One such High Court hearing, in July 2013, was attended by Olena Tyshchenko, a confidante and legal adviser to Ablyazov. As she left the U.K. court, she was photographed by private investigators working for Diligence, a security firm founded by former MI5 and CIA staff, hired by Hogan Lovells—photos that were then passed to and published by the U.K. press.
The investigators managed to follow Tyshchenko across London and into France, as she visited Ablyazov in his “hideaway”—a villa near Cannes. He was arrested by French authorities in connection to his alleged bank fraud in an armed raid soon afterward, and the story of how he was tracked down—along with some of the surveillance photos—leaked to the press.
Ablyazov, though, was not the only one to be arrested. Tyshchenko herself was arrested by Russian authorities and kept in custody for four months, until she agreed to be a cooperative witness for BTA as well as for Russian and Kazakh authorities.
The emails of Pavlov shed light on months of correspondence between Kazakh authorities, Pavlov, and one of the world’s most respected law firms—from which Trump later hired his own lawyer Ty Cobb, who was not directly involved in this case.
The cache shows the peril faced by people, like Tyshchenko, who get caught in the wheels in battles between oligarchs and autocrats, even when they are ostensibly being fought through Western courts.
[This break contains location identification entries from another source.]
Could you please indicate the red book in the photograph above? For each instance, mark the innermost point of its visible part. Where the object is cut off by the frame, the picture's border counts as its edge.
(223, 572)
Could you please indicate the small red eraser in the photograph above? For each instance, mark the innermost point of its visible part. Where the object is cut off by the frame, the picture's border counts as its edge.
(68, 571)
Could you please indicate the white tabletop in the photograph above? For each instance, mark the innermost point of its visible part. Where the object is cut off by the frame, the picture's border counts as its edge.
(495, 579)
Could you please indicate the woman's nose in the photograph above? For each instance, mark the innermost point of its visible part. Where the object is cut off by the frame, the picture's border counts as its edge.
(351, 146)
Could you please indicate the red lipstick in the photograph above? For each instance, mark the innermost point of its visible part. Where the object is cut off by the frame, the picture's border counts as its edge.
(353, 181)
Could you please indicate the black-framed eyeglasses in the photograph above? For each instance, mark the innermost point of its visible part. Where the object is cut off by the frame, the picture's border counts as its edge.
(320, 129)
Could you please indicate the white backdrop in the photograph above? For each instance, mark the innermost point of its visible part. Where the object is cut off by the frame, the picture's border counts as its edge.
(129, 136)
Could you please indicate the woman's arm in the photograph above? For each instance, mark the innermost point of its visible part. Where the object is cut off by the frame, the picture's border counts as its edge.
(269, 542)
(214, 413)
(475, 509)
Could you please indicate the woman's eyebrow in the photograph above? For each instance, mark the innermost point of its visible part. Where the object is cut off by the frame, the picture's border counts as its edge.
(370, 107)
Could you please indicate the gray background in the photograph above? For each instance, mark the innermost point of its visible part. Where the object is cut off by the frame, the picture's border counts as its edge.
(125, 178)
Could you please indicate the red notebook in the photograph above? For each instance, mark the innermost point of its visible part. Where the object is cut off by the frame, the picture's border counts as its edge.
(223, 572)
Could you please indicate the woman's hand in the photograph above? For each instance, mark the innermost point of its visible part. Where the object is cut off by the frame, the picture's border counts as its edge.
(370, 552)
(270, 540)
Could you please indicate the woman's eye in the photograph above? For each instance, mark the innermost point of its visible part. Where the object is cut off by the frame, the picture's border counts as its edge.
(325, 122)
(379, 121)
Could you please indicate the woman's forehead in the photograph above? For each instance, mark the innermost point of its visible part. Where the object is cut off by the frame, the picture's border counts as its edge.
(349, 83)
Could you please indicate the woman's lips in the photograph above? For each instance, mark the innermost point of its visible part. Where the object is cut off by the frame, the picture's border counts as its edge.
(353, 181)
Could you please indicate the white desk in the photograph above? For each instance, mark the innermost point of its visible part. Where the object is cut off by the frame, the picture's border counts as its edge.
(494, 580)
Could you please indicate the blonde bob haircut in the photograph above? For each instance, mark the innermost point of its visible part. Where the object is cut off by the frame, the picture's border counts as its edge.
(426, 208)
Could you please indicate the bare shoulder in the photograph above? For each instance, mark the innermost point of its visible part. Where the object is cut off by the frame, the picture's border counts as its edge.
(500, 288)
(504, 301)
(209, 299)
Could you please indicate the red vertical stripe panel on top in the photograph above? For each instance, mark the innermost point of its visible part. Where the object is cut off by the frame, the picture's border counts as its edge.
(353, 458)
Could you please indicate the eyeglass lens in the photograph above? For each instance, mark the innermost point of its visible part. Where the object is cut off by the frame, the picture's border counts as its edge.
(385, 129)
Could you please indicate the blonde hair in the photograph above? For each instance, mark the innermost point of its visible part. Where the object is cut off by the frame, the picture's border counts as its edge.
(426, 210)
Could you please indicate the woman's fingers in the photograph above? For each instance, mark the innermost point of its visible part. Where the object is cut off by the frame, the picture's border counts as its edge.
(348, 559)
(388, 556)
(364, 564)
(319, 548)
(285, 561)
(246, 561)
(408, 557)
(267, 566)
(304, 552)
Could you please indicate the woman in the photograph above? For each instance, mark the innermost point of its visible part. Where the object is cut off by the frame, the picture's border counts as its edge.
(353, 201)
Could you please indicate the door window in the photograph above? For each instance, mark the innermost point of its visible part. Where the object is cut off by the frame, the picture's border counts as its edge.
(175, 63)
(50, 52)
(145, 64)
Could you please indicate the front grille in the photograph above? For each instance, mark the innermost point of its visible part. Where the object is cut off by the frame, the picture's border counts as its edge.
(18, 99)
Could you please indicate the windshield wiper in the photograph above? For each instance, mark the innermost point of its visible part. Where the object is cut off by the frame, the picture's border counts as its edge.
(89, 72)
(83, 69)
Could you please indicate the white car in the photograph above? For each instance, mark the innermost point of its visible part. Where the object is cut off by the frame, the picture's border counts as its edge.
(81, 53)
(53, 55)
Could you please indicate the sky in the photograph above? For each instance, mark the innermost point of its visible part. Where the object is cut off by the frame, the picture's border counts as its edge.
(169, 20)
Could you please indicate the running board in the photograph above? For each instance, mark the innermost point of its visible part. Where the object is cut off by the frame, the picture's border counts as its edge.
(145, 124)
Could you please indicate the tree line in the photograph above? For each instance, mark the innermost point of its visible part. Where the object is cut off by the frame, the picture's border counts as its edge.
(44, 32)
Documents in the email cache show Pavlov was present during an extended interrogation of an obviously traumatized Tyshchenko by both Russian and Kazakh Interior Ministry officials in prison in Moscow during November 2013.
Tyshchenko in Prison
A transcript of the interrogation was sent to Pavlov by the Kazakhstan prosecutor’s office and has been professionally translated and reviewed by The Daily Beast.
The documents confirm the close involvement of Kazakh authorities in Ablyazov’s case—which Amnesty International has repeatedly warned would suggest political motivation for the extradition request.
Early in the transcript, the Kazakh prosecutor explains to Tyshchenko he will not interview her with her lawyer present. “The lawyers will be [here] shortly, you will consult with them whether you wish to or not,” he says. “I will explain why I will not be interrogating you in their presence.”
Soon afterward, he tells Tyshchenko, “They [Kazakhstan] don’t want there to be any kinds of false rumours about your being pressured or any kind of illegal activities.”
She interrupts: “When there are three armed men with me and I’m handcuffed?”
He responds: “This is only common procedure which is not dictated by us, it’s dictated by the law. Because we have you here and you consider yourself a law-abiding citizen. But there are some people who do not share this opinion. Sometimes they will attempt to escape.”
During the lengthy exchanges, Tyshchenko speaks of her anguish at her situation, especially at being separated from her children, with little opportunity to speak to them.